For cell imaging, a suspension of killed N. meningitidis cells was smeared on IF microscope slides. The slides were dried, washed with PBST, and then treated with 3% FBS blocking buffer at 37 °C for 1 h. After washing, the slides were incubated with normal mouse serum or a 1:10 diluted antiserum at 37 °C for 2 h. The slides were washed with PBST and treated with FITC-labeled goat anti-mouse kappa antibody at rt for 30 min. The slides were washed and mounted with the fluoromount aqueous mounting medium. The cell images were obtained with a Zeiss ApoTome Imaging System using a 100×/1.30 oil objective lens.

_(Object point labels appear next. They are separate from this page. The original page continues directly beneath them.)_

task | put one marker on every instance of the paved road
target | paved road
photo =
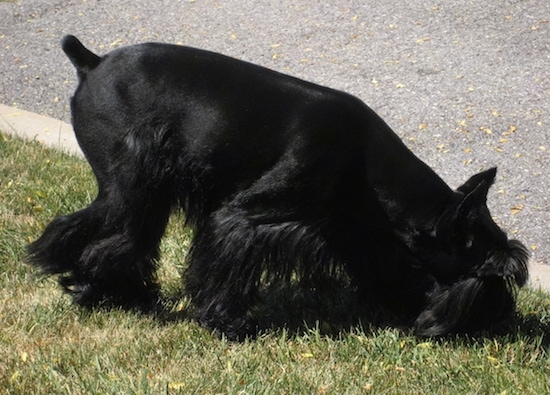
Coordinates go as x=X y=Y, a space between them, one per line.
x=465 y=83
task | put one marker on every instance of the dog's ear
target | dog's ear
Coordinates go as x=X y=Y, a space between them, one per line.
x=458 y=227
x=487 y=176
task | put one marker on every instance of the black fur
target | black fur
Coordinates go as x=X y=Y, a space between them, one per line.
x=281 y=180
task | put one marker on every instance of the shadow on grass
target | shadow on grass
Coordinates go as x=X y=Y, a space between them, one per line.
x=339 y=312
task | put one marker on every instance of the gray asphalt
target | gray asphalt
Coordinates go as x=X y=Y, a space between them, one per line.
x=465 y=83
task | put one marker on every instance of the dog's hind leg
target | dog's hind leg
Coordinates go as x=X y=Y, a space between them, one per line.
x=106 y=253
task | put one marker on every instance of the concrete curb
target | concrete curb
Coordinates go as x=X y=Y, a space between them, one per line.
x=58 y=134
x=48 y=131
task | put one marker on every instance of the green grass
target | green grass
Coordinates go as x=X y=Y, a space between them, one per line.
x=49 y=346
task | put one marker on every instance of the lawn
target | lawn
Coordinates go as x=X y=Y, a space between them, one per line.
x=49 y=346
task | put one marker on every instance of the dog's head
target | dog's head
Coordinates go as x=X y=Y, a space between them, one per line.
x=466 y=242
x=476 y=266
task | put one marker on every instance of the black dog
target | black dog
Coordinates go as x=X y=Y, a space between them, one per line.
x=281 y=180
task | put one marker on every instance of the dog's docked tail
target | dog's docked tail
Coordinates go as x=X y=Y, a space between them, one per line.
x=81 y=57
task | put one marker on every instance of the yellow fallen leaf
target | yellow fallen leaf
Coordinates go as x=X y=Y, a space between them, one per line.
x=517 y=209
x=176 y=386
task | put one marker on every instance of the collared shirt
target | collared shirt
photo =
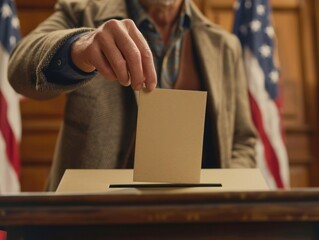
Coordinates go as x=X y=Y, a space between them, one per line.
x=61 y=70
x=166 y=57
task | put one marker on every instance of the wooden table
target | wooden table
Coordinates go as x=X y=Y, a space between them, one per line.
x=219 y=215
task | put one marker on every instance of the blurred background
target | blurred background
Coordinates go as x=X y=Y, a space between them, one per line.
x=296 y=24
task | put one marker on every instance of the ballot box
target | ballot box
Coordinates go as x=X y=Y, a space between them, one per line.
x=121 y=181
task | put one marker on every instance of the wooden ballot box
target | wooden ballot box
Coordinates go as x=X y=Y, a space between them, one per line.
x=121 y=181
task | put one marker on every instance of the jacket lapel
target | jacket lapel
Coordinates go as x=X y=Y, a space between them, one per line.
x=209 y=49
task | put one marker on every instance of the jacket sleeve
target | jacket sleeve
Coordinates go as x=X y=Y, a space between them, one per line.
x=31 y=57
x=244 y=138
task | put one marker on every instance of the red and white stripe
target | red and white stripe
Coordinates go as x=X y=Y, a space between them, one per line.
x=10 y=131
x=272 y=156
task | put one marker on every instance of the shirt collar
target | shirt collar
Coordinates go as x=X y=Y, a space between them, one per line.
x=142 y=19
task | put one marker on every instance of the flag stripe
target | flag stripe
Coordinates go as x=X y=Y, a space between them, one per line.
x=10 y=121
x=9 y=182
x=269 y=153
x=254 y=29
x=3 y=235
x=12 y=146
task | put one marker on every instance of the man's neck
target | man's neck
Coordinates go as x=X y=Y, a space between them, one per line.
x=163 y=16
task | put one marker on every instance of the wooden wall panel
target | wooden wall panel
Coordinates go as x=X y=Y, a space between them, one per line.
x=295 y=29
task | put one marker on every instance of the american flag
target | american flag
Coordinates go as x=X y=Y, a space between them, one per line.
x=10 y=121
x=253 y=27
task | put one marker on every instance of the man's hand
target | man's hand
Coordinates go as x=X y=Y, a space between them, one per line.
x=119 y=52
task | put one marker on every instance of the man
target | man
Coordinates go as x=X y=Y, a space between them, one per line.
x=94 y=49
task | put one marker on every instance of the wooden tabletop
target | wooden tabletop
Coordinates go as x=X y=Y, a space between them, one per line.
x=49 y=209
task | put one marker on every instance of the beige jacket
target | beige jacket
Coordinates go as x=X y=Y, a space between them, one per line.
x=98 y=130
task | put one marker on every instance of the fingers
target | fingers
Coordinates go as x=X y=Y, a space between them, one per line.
x=148 y=67
x=119 y=52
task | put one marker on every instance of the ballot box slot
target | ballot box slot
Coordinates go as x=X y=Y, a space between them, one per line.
x=174 y=185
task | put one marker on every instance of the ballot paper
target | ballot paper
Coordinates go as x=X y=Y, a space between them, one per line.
x=169 y=137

Bactericidal Assays of the Antisera

The protocol was similar to that reported in the literature.[14] A −80 °C stock culture of serogroup C N. meningitidis (ATCC 31275) was streaked and incubated in #953 broth at 37 °C for 6 h. Thereafter, the bacterial cells were suspended in #953 broth and adjusted to a concentration of 105 cfu/mL. The bacterial suspension (20 μL, 2000 cfu) was mixed and incubated with 2-fold serially diluted (1:2 to 1:16) normal mouse serum or pooled day 38 antiserum of 1–4 (10 μL) at 37 °C for 15 min. In the meantime, a mixture of #953 broth (10 μL) and bacterial suspension (20 μL) was set as the complement-only control. After incubation, 50 μL of rabbit complement (1:1 diluted in #953 broth) was added, followed by incubation at 37 °C for 1 h. Finally, 6 μL of the mixture was spread on the #953 agar plates. After 36 h of culture, the number of surviving bacteria in each sample was counted.